A venue for all
Southwark Cathedral has been a centre of hospitality and welcome since it’s beginnings as a priory in 1106. Now open seven days a week for visitors and worshipers alike, the Cathedral is a historical masterpiece boasting one of the oldest examples of Gothic Architecture in London.
The Parish of St Saviours, as the Cathedral was formally known, has been home to many notable figures including Charles Dickens, who set many of his scenes in Southwark and visited the Cathedral in 1886. William Shakespeare is another, whose life and work are commemorated in a statue and stained glass window in the Nave. Southwark was also home to John Harvard, who was baptised at the Cathedral and of which the Harvard Chapel in the Cathedral is named after.
In 2000, The Millennium Building, home to our meeting rooms, was formally opened by Nelson Mandela.

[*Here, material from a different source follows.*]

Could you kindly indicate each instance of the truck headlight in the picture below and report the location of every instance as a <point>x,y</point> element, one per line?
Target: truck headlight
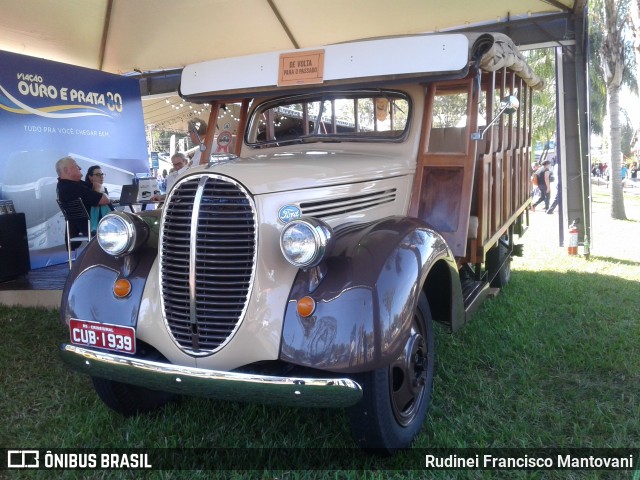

A short history of Southwark Cathedral
It is believed that there was a community of nuns which was replaced with a college of priests in the 9th century. The first written reference is the mention of a ‘minster’ in the 1086 Domesday Book.
‘Re-founded’ as an Augustinian priory by the Bishop of Winchester, the church is dedicated to St Mary. It is soon known as St Mary Overie –‘over the river’. The hospital alongside is named in honour of St Thomas Becket, making it the direct predecessor of today’s St Thomas’ Hospital opposite Westminster.
Together with over 800 other monasteries in England, Wales and Ireland the priory is dissolved by Henry VIII. Its last six canons are pensioned off. Now called St Saviour’s, the church building is rented to the congregation by the King.
St Saviour’s has become home to a colourful mix of parishioners: merchants and minor courtiers, actors, foreign craftsmen and ladies from the Bankside brothels. Tired of renting their church for worship, a group of merchants from the congregation buys the building from King James I for £800.
The church becomes a cathedral, serving a diocese of 2.5 million people in over 300 parishes from the Thames in the North to Gatwick in the South, from Thamesmead in the East and almost to Thames Ditton in the West.
As in its monastic days the Cathedral is a centre for daily worship, and a place of hospitality and welcome.